Barclays spies on staff, CEO investigated for Epstein links
Barclays has installed employee monitoring software at its London headquarters to track workers’ activity and issue daily updates to those not being “active” enough.
An employee at the bank tells City AM that the “Big Brother” technology, installed by Sapience, tells workers to “avoid breaks”, records toilet breaks as “unaccounted activity” and puts those deemed to not be doing enough work in “the zone”.

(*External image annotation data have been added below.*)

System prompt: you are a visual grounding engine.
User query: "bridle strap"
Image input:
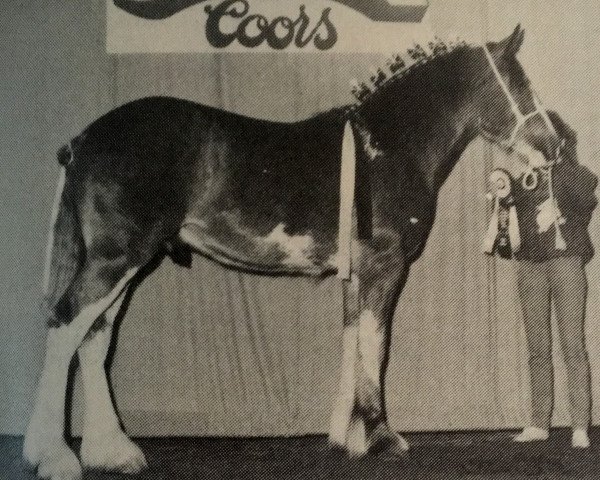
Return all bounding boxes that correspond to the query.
[483,44,556,146]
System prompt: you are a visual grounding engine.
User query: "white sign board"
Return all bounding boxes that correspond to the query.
[106,0,432,53]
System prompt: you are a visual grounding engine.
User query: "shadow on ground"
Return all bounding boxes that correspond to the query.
[0,429,600,480]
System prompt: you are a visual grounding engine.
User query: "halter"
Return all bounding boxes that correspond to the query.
[483,45,556,149]
[483,44,566,250]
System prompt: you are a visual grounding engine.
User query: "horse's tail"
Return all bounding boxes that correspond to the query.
[43,146,85,325]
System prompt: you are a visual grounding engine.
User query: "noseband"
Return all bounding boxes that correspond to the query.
[482,45,556,149]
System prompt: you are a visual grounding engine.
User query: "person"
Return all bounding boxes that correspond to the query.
[514,112,598,448]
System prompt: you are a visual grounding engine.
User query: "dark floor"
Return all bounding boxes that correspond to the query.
[0,429,600,480]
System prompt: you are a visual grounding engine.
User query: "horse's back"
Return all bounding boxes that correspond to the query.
[67,97,343,273]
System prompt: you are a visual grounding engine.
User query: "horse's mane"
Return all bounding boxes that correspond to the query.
[351,37,470,108]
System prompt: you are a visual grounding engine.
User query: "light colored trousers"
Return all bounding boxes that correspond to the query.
[517,256,591,429]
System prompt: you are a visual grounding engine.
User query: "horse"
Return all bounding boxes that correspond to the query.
[23,26,560,480]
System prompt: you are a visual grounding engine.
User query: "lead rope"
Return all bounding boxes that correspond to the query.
[336,122,356,280]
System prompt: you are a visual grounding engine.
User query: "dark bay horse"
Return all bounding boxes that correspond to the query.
[24,27,560,480]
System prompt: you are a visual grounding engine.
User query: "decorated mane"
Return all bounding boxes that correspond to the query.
[350,37,469,109]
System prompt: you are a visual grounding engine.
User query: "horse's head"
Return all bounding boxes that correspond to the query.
[480,26,561,167]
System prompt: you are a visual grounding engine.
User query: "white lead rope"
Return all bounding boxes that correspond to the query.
[337,122,356,280]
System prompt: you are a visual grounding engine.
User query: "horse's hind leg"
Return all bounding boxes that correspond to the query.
[78,290,147,474]
[23,262,138,480]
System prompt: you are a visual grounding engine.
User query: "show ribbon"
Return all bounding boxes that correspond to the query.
[337,122,356,280]
[483,169,521,255]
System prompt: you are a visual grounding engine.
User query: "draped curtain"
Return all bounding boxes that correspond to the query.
[0,0,600,435]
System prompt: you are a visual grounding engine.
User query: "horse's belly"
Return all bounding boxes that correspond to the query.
[179,213,337,276]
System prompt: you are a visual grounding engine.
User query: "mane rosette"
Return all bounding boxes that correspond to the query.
[350,37,470,108]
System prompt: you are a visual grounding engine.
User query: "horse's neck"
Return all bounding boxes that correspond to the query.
[357,109,476,197]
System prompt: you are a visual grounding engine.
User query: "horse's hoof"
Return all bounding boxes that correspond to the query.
[81,431,148,475]
[32,442,81,480]
[369,424,410,458]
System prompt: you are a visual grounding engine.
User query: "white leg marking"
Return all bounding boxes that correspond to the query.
[23,268,138,480]
[329,325,358,446]
[79,292,147,474]
[346,416,367,457]
[358,310,384,387]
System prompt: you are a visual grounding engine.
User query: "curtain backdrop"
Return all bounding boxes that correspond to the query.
[0,0,600,435]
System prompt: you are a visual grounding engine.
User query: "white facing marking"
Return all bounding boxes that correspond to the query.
[23,268,138,478]
[329,325,358,446]
[265,223,315,265]
[42,167,66,295]
[358,310,384,387]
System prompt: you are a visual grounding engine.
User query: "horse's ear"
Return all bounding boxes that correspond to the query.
[493,24,525,58]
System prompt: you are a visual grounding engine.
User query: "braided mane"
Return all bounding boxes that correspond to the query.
[350,37,470,110]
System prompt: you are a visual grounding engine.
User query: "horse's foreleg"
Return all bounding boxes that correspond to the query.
[330,251,408,456]
[23,265,137,480]
[78,291,147,474]
[329,277,359,448]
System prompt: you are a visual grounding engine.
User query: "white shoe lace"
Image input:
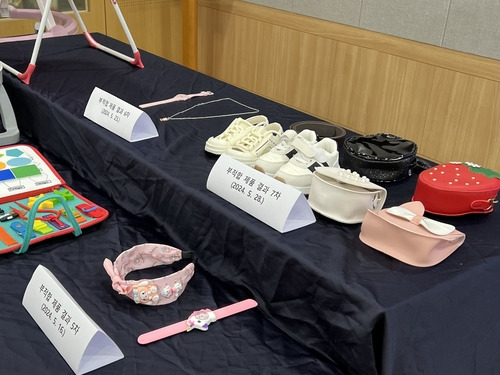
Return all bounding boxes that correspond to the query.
[274,135,290,152]
[220,120,248,139]
[235,126,263,151]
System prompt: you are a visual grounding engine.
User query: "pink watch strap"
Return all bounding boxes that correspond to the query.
[137,299,257,345]
[214,299,257,320]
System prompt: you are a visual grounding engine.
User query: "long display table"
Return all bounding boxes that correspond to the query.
[0,34,500,375]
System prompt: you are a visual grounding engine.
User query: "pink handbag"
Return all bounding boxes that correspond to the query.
[359,201,465,267]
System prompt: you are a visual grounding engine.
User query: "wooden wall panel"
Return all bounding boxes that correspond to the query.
[421,68,500,170]
[198,0,500,171]
[106,0,182,63]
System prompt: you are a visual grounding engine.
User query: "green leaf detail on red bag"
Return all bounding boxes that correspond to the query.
[452,162,500,178]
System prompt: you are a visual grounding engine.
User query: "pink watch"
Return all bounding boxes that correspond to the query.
[137,299,257,345]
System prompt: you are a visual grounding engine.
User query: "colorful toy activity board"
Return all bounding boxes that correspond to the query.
[0,145,108,254]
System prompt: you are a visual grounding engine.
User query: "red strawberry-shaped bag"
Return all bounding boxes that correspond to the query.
[412,162,500,216]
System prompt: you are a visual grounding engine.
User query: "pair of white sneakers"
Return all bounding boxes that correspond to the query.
[205,115,283,167]
[254,129,339,195]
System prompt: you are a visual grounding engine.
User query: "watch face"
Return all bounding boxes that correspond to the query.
[187,309,216,331]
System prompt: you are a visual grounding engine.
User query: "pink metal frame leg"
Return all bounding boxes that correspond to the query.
[0,0,144,84]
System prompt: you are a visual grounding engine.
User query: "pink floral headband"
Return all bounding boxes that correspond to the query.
[103,243,195,306]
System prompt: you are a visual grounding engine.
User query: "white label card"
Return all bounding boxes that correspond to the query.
[83,87,158,142]
[23,265,123,375]
[207,154,316,233]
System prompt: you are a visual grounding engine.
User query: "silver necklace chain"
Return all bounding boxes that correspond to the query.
[160,98,259,121]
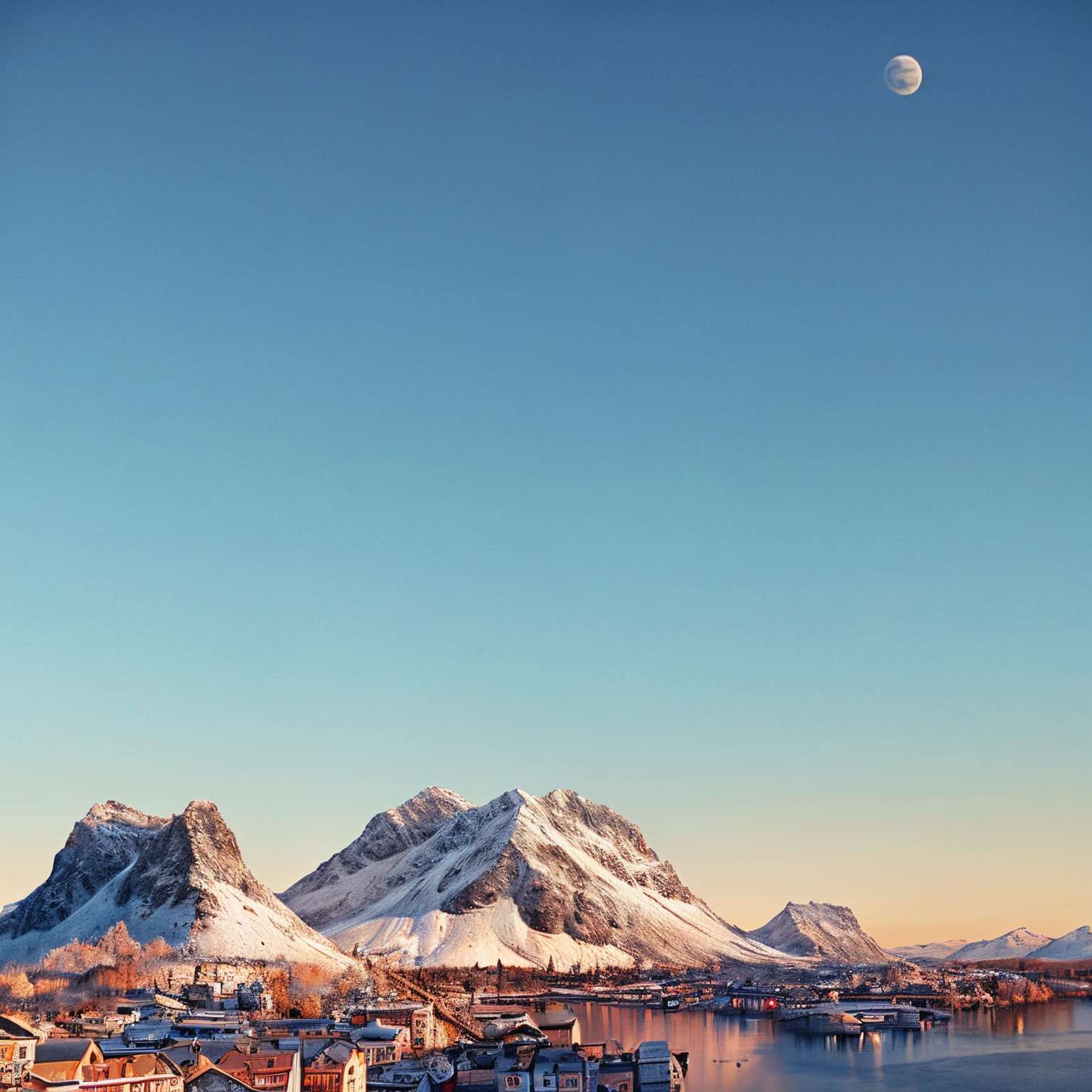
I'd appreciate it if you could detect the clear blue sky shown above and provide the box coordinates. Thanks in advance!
[0,0,1092,943]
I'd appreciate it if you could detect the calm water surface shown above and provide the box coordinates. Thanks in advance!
[573,1000,1092,1092]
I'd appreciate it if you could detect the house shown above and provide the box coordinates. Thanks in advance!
[183,1055,250,1092]
[493,1046,535,1092]
[533,1046,599,1092]
[79,1053,183,1092]
[599,1054,636,1092]
[353,1020,410,1069]
[633,1039,685,1092]
[365,1002,446,1051]
[0,1015,38,1088]
[212,1049,302,1092]
[23,1039,102,1092]
[522,1009,580,1046]
[368,1054,451,1092]
[299,1039,368,1092]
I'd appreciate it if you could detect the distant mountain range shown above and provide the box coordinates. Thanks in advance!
[281,787,794,970]
[15,787,1074,971]
[747,902,891,964]
[0,801,350,966]
[886,940,966,963]
[887,925,1092,963]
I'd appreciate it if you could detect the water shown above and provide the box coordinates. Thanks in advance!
[573,1000,1092,1092]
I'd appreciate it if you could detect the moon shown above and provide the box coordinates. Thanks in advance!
[884,53,921,95]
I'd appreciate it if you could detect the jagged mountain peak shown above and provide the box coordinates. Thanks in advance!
[77,801,167,828]
[950,925,1053,962]
[747,902,891,963]
[283,788,780,966]
[1035,925,1092,960]
[0,801,347,965]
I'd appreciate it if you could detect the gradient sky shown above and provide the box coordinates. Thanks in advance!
[0,0,1092,943]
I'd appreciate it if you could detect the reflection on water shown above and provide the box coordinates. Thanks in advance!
[575,1000,1092,1092]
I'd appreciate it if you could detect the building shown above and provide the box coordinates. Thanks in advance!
[299,1039,368,1092]
[353,1020,410,1069]
[533,1046,599,1092]
[183,1055,250,1092]
[599,1054,636,1092]
[493,1046,535,1092]
[633,1039,684,1092]
[524,1009,580,1046]
[79,1051,183,1092]
[365,1002,432,1051]
[214,1049,302,1092]
[0,1015,38,1088]
[23,1039,102,1092]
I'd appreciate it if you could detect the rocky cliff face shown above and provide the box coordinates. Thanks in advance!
[1035,925,1092,960]
[948,926,1051,963]
[0,801,169,937]
[747,902,891,964]
[0,801,347,965]
[282,788,783,968]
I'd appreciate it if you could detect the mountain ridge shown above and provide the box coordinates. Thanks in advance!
[282,786,794,968]
[747,902,891,964]
[0,801,348,965]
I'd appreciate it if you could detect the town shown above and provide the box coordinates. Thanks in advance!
[0,925,1092,1092]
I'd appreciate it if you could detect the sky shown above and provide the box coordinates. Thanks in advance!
[0,0,1092,945]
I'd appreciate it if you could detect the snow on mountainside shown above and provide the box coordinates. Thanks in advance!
[884,940,966,963]
[1035,925,1092,960]
[282,788,792,970]
[948,926,1051,963]
[0,801,348,965]
[747,902,891,963]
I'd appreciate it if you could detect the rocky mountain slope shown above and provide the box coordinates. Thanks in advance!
[1035,925,1092,960]
[281,788,792,970]
[0,801,348,966]
[948,926,1051,963]
[884,940,966,963]
[747,902,891,963]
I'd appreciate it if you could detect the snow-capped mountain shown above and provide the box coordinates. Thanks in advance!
[948,926,1051,963]
[281,788,792,970]
[747,902,891,963]
[0,801,348,966]
[884,940,966,963]
[1035,925,1092,960]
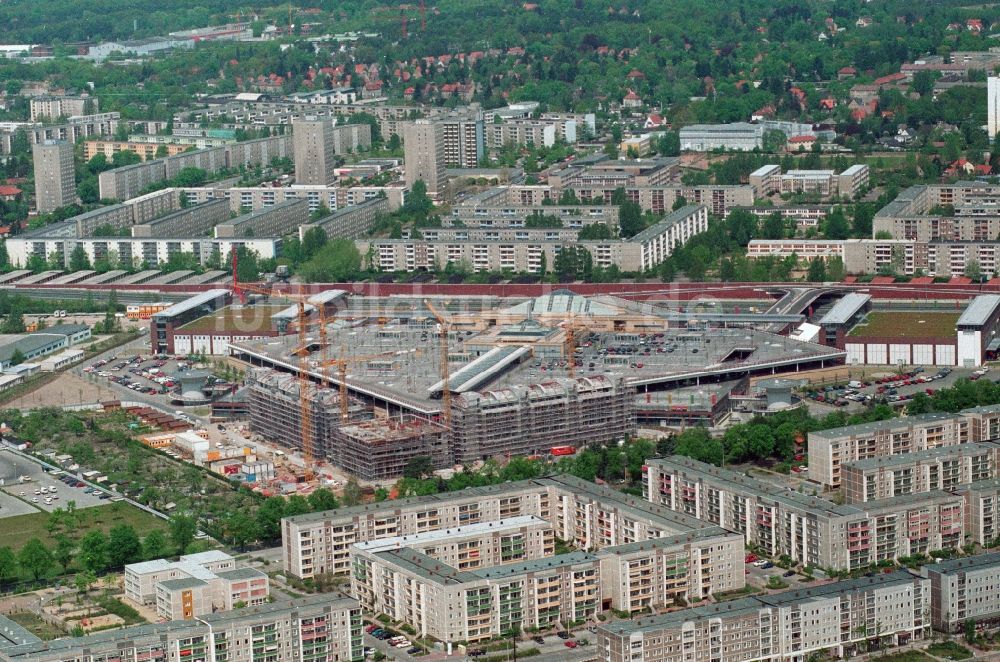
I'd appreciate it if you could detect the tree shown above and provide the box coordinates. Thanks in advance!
[674,427,723,466]
[823,207,851,239]
[806,257,826,283]
[403,455,434,479]
[74,570,97,594]
[142,529,170,560]
[77,530,110,573]
[343,478,362,506]
[309,487,340,512]
[108,524,142,568]
[69,244,90,271]
[299,239,361,283]
[0,545,17,584]
[257,496,285,540]
[170,515,198,554]
[52,534,76,572]
[965,260,983,283]
[618,200,645,239]
[17,538,53,581]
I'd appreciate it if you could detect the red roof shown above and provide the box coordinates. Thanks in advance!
[875,73,906,85]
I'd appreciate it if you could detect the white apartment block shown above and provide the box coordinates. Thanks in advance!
[281,476,720,579]
[643,456,964,570]
[808,413,978,487]
[0,593,364,662]
[840,441,1000,503]
[921,553,1000,632]
[597,572,931,662]
[357,205,708,273]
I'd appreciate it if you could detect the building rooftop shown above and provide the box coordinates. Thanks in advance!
[470,552,597,579]
[809,412,961,439]
[819,292,871,326]
[159,577,208,591]
[923,552,1000,574]
[153,290,229,319]
[353,515,552,552]
[628,205,704,243]
[215,568,267,581]
[958,294,1000,327]
[843,441,1000,471]
[598,571,916,637]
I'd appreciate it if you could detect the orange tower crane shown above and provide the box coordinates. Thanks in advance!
[424,299,451,431]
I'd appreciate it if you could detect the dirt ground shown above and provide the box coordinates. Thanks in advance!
[4,372,120,409]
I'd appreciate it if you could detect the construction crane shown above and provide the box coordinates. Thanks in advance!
[424,299,451,431]
[308,350,419,422]
[559,314,590,379]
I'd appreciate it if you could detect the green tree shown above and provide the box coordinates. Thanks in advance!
[823,207,851,239]
[343,478,362,506]
[0,545,17,584]
[170,515,198,554]
[10,347,26,366]
[77,530,110,573]
[142,529,170,560]
[108,524,142,568]
[806,257,826,283]
[69,244,90,271]
[403,455,434,479]
[52,534,76,572]
[17,538,54,581]
[309,487,340,512]
[674,427,724,466]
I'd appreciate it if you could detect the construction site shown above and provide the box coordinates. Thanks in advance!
[211,290,844,481]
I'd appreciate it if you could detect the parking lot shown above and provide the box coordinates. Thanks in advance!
[802,366,980,414]
[0,451,110,517]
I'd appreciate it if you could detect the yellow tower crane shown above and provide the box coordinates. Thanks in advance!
[424,299,451,430]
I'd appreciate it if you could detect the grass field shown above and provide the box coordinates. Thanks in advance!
[0,502,167,551]
[848,311,959,338]
[8,611,66,641]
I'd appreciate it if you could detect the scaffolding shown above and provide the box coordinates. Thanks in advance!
[451,375,636,464]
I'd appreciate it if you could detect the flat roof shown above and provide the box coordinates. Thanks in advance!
[647,455,863,517]
[598,571,918,637]
[958,294,1000,326]
[923,552,1000,573]
[819,292,871,325]
[153,290,229,317]
[471,552,598,579]
[354,515,552,556]
[809,412,961,439]
[628,205,705,243]
[843,441,1000,471]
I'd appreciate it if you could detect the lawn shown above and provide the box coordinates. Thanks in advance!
[848,311,959,338]
[927,641,972,660]
[873,651,934,662]
[7,611,66,641]
[0,502,167,551]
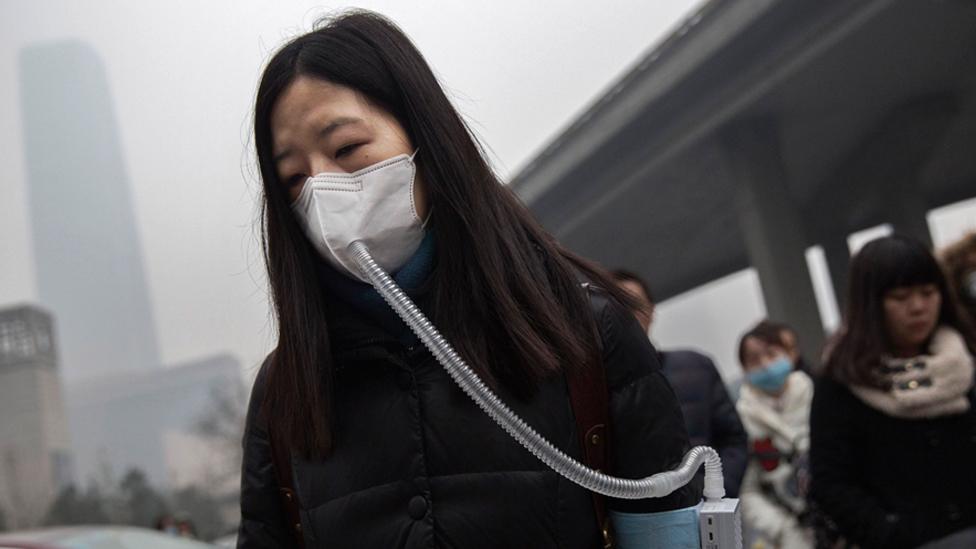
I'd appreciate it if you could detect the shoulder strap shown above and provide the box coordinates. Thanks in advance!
[566,283,613,548]
[268,429,305,549]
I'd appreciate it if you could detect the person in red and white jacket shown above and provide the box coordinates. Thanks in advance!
[736,324,813,549]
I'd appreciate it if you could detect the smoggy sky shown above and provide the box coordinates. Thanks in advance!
[0,0,699,382]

The bank confirmed it has introduced the monitoring software, defending it as “widely used across the industry […] to improve processes”. It says employees are “free to take breaks whenever they choose” and that “colleague well-being is of paramount importance”.However, these sentiments do not seem to be shared by the bank’s employees. “The stress this is causing is beyond belief [and] […] shows an utter disregard for employee well-being,” City AM‘s source says. “Employees are worried to step away from their desks, have full lunch breaks, take bathroom breaks or even get up for water as we are not aware of the repercussions this might have on our statistics.”
Currently being piloted in the product control department of the firm’s investment bank at Canary Wharf, the technology offers the employer “real-time analytics” and “unprecedented visibility into how people work,” according to its creator Sapience.
One employee was warned with a message entitled ‘work yoga’ that they did “not [spend] enough time in the Zone yesterday”. Tips suggested muting their phone, disabling email or chat pop-ups, and avoiding breaks for more than 20 minutes.
The bank’s investment arm increased its profits at the end of 2019 after suffering multi-million pound losses earlier in the year compared to 2018. The department currently subject to the spy-like software is responsible for compiling profit and loss accounts on the trading floor’s activities.
In 2017, Barclays was hit by similar “spyware” claims when it used OccupEye sensors to monitor the time employees spent at their desks.
And whilst the bank draws its employees’ work activity under the microscope to boost productivity, Barclays’ US-born CEO Jes Staley is being investigated by financial regulators over his links to Jeffrey Epstein – the American financier who was convicted for sex trafficking minors and who later committed suicide in jail last year.
Shareholders are rallying around the bank’s top executive as the investigations continue. Staley visited the convicted paedophile while he was serving time in 2009 for soliciting a minor, and spent time on Epstein’s private Caribbean island months before taking his current role at Barclays.
Staley told the board that he had no contact with Epstein after taking his role as the bank’s group CEO in 2015. The New York Times released a report last July which suggested Epstein was fundamental in Staley’s career progression, funneling him “dozens” of wealthy clients.
The CEO’s pay is set to increase this year to £5.9 million ($7.6 million).